@AC: "sack the designers"? sack you lot, more like (and the suits)
if Nokia's departments, and projects, were run by people who are "UX-savvy" - who understand user experience, who understand that the sole output is the "user experience", like Apple understand that - then Nokia would be just as good.
Sadly, despite the fact that almost any one of the "user experience designers" who work at Nokia could design and deliver you a brilliant phone, "UX" is just "a bag on the side", while senior techies, senior marketing people and senior project managers decide what actually happens on the project, and thus what finally comes out.
You said:
> They need to sack the morons that design these things.
which is a typical techie response, and just shows your cluenessness as to the reasons why large organisations fail to deliver. Do you really think they have truckloads of clueless designers saying "er, put the jack on the side, er, don't have a full stop on the keyboard, er, leave internet on overnight and the battery's dead"? Duh-huh?! Nonsense:
- the jack ends up on the side because some engineering students squeezed it in there. And no-one above them thought it was a dealbreaker (cos no-one above is UX-savvy).
- the full stop isn't where it should be because some project manager said "we haven't got time for another review of the proposed layout (ps my bonus depends on the date)". And no-one above them thought it was a dealbreaker (cos no-one above is UX-savvy).
- the whole "overnight internet means dead battery" happens because some bearded friendless software muppet thinks "well there's a setting you can set if you want to change the behaviour". And no-one above them thought it was a dealbreaker (cos no-one above is UX-savvy).
Until such time as you put the UX-savvy people in charge (like they are at Apple, from the board down), you will get crap products like this.

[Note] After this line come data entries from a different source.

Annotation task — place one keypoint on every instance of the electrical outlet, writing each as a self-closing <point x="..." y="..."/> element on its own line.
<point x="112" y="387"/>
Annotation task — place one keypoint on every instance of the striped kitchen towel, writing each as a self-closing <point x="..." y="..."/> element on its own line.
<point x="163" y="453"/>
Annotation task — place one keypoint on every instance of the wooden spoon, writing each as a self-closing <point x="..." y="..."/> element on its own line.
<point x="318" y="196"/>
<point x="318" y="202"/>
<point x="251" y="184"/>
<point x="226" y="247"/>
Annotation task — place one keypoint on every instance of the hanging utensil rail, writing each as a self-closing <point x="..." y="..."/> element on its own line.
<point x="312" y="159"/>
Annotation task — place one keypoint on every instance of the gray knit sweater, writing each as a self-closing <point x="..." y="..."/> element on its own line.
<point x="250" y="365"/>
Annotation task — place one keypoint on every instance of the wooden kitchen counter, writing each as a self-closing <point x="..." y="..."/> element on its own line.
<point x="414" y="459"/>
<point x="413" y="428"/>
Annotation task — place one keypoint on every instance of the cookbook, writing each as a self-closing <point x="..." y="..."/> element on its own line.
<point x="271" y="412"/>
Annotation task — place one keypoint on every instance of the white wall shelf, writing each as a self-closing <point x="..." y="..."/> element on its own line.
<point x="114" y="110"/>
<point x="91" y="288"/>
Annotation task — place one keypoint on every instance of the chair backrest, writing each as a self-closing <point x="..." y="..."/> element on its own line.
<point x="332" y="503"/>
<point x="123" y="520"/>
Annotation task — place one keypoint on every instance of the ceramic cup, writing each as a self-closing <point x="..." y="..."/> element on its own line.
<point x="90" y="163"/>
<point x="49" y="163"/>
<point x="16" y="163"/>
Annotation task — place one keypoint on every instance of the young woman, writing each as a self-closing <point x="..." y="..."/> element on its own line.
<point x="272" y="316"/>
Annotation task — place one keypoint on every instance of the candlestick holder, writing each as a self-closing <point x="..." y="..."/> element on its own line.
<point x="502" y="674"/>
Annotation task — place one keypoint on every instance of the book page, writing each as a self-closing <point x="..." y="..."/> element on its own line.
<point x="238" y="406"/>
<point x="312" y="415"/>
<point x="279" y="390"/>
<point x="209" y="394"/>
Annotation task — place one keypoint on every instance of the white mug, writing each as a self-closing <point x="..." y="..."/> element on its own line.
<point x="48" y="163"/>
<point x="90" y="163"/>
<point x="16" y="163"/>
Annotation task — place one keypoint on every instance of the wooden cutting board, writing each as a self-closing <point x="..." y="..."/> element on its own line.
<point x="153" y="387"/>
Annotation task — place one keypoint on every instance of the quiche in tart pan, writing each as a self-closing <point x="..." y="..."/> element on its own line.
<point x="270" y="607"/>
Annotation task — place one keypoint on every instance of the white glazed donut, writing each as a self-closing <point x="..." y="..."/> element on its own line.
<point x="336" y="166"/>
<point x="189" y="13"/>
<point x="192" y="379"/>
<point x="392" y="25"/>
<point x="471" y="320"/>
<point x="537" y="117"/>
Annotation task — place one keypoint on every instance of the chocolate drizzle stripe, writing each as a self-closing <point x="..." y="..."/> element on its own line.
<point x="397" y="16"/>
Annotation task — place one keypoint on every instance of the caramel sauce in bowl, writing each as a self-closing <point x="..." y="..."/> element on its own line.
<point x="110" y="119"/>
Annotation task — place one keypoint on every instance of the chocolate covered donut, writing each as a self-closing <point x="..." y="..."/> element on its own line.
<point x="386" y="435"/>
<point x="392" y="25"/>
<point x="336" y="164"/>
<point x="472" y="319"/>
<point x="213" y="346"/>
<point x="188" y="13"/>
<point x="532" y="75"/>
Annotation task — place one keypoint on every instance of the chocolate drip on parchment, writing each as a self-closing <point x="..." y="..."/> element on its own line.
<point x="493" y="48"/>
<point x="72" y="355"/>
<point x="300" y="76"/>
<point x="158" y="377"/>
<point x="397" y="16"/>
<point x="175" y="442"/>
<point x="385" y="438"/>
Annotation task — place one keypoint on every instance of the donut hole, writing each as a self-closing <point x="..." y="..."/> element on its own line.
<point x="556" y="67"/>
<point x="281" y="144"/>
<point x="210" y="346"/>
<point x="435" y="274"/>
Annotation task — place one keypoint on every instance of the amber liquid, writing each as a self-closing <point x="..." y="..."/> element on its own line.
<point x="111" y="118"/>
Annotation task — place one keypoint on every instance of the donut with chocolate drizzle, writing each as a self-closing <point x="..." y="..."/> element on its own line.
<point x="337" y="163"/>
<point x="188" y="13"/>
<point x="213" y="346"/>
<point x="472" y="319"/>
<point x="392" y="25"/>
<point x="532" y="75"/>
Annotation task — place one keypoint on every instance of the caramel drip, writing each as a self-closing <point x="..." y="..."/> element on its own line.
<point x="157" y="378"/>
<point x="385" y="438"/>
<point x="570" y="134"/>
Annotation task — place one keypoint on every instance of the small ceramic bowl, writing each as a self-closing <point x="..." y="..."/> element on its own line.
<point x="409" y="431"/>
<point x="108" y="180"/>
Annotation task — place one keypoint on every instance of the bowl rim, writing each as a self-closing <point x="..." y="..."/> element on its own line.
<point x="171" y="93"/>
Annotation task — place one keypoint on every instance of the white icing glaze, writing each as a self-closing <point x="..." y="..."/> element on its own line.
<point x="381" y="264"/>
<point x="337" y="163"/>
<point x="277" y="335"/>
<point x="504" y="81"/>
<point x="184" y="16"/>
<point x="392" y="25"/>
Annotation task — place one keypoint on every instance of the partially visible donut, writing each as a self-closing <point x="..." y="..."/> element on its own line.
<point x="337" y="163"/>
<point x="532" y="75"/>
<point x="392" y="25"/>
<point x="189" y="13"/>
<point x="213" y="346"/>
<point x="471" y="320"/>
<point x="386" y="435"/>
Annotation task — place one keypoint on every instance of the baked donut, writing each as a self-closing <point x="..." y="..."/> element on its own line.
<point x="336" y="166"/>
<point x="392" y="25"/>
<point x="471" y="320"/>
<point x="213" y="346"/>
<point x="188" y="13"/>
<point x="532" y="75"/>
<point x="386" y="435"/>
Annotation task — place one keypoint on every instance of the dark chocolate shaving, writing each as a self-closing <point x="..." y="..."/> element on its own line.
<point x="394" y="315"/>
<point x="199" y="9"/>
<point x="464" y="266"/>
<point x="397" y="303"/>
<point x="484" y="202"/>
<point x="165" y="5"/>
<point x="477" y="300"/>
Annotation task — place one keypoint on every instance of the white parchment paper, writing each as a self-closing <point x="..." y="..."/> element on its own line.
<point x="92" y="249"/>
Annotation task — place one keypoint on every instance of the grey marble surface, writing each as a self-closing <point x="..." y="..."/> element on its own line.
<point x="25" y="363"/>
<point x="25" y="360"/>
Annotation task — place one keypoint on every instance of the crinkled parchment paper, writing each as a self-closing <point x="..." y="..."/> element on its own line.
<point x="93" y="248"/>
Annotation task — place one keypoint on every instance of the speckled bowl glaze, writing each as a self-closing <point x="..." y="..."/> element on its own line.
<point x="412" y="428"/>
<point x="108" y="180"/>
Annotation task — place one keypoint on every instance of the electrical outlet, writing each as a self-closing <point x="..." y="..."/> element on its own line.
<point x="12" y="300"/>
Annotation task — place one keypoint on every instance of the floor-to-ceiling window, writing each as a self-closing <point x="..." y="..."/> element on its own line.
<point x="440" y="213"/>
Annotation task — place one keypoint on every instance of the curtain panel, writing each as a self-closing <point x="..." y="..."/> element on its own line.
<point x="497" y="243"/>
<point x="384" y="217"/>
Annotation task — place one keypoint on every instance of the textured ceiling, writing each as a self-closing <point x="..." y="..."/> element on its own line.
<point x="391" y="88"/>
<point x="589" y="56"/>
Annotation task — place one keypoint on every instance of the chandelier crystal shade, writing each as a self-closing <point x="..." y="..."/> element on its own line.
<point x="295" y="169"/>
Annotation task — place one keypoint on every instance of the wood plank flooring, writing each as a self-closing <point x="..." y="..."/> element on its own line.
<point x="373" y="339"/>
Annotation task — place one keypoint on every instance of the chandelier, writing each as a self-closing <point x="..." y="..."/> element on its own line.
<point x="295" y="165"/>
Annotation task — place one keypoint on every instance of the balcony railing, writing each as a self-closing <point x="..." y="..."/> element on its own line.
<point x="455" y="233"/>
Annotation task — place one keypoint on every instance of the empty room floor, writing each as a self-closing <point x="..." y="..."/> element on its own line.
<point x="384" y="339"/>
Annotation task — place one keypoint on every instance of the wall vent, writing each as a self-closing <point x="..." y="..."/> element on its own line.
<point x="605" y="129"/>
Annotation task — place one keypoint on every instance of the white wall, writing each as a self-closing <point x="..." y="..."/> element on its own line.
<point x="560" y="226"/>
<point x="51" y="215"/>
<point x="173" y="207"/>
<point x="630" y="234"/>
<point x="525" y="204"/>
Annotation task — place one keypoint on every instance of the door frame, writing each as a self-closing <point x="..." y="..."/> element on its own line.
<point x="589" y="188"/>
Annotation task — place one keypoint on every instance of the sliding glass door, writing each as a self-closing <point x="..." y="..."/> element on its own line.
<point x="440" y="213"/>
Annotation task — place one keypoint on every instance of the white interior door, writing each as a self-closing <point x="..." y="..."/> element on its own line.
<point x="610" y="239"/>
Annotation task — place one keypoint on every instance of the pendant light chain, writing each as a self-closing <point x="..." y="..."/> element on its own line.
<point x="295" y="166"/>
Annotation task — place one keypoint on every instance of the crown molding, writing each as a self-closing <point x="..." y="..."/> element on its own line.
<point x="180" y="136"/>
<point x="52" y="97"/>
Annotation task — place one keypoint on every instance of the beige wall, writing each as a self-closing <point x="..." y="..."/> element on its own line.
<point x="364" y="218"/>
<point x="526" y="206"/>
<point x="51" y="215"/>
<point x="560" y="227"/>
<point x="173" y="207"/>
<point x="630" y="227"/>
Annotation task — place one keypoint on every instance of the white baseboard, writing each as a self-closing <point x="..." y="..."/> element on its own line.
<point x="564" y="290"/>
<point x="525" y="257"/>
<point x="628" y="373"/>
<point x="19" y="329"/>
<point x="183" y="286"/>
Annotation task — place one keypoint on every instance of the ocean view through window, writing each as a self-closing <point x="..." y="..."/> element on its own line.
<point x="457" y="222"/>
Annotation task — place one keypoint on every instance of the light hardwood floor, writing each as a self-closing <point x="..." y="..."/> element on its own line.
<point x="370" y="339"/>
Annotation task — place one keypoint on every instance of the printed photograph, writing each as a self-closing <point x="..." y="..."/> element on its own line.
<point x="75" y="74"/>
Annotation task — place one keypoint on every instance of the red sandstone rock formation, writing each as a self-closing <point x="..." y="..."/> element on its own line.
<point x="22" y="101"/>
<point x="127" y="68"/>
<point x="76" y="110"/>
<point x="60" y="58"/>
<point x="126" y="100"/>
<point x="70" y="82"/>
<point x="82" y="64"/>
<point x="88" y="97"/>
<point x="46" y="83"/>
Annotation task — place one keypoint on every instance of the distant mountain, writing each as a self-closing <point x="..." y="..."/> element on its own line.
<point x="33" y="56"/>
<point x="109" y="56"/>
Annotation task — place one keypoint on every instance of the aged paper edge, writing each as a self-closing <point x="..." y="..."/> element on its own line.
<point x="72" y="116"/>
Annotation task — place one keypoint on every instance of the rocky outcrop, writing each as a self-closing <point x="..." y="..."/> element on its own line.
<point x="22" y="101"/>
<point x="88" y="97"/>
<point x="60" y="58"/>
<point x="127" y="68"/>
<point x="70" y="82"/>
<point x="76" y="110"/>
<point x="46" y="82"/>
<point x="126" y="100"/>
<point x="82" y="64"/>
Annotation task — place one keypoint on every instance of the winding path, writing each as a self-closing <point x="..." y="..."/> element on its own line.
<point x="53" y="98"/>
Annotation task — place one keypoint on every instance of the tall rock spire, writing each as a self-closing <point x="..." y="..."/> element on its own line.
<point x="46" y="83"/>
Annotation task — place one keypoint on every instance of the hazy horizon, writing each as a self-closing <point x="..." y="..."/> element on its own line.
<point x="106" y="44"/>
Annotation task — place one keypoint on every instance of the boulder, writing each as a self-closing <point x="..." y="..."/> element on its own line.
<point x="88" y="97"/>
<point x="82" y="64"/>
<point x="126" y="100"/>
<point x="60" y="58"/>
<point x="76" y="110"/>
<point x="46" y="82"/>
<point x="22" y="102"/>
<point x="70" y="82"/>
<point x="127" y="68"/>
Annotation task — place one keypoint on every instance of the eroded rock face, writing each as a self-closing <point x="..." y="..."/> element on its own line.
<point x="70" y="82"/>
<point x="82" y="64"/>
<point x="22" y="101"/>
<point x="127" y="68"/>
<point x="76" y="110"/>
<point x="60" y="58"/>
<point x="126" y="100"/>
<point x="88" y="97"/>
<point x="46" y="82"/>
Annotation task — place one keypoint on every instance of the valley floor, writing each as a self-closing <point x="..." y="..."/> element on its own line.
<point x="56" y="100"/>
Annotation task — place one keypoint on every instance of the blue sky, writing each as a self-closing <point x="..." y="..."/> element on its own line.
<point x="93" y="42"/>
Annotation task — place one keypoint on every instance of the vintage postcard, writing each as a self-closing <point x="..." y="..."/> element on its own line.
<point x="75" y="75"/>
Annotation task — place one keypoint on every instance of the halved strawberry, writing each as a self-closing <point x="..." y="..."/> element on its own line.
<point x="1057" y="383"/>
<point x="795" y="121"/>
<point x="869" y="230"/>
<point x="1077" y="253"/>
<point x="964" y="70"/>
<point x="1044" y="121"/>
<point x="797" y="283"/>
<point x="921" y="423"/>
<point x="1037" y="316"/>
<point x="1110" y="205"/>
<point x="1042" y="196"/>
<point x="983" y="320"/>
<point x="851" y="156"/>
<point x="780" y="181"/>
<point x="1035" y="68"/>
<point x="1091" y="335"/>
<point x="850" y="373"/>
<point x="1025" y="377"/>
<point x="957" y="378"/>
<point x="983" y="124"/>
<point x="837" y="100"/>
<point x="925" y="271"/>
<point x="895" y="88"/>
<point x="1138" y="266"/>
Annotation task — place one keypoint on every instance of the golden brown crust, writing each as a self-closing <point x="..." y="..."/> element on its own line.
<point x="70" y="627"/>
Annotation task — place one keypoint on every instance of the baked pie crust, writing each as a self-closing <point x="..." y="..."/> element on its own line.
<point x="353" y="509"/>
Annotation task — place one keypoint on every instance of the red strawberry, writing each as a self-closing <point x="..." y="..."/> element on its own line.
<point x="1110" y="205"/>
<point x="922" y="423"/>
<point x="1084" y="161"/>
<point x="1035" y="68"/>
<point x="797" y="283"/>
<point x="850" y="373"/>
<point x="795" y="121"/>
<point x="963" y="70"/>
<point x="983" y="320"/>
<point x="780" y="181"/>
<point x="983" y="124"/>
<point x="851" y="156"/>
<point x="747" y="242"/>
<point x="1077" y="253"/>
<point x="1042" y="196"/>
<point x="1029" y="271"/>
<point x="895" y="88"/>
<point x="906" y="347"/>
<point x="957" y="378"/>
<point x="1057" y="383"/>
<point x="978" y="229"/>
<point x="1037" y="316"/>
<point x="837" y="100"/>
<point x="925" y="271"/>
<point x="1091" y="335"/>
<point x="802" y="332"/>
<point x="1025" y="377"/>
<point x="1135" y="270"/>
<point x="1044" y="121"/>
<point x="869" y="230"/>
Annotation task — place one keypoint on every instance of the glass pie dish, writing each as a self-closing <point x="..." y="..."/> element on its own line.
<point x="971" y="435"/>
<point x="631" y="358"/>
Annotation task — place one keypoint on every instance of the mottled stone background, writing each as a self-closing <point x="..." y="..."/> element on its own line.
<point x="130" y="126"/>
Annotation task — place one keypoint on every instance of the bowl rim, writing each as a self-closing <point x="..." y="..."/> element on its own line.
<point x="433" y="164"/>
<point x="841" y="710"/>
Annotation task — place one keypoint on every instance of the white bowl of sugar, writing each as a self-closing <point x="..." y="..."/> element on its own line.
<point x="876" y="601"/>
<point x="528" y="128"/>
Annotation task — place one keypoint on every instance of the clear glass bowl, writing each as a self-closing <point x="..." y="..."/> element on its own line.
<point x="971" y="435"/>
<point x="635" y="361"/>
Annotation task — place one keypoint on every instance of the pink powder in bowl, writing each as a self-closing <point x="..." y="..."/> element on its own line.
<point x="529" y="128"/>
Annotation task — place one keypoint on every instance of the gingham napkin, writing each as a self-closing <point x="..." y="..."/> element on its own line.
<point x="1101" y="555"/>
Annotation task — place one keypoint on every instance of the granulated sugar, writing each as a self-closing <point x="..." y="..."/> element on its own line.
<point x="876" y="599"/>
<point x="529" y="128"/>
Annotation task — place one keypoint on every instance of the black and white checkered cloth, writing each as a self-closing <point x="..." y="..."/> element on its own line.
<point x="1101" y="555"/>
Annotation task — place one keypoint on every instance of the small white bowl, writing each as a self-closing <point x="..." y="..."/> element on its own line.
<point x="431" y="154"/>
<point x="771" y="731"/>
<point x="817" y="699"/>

Just don't blame the "designers". You techies could design a half-decent device, for crying out loud, and us designers, well, we can design these things in our sleep. but we're a bag on the side: we do our stuff, and then you techies, and managers, and marketers, and project managers, you take over, and your destroy the project with your UX-ignorant control, and your deadlines, and your bonuses.
UX-savvy people need to be in charge, and you'll get fabulous user experiences. You want us as a bag on the side, you reap what you sow.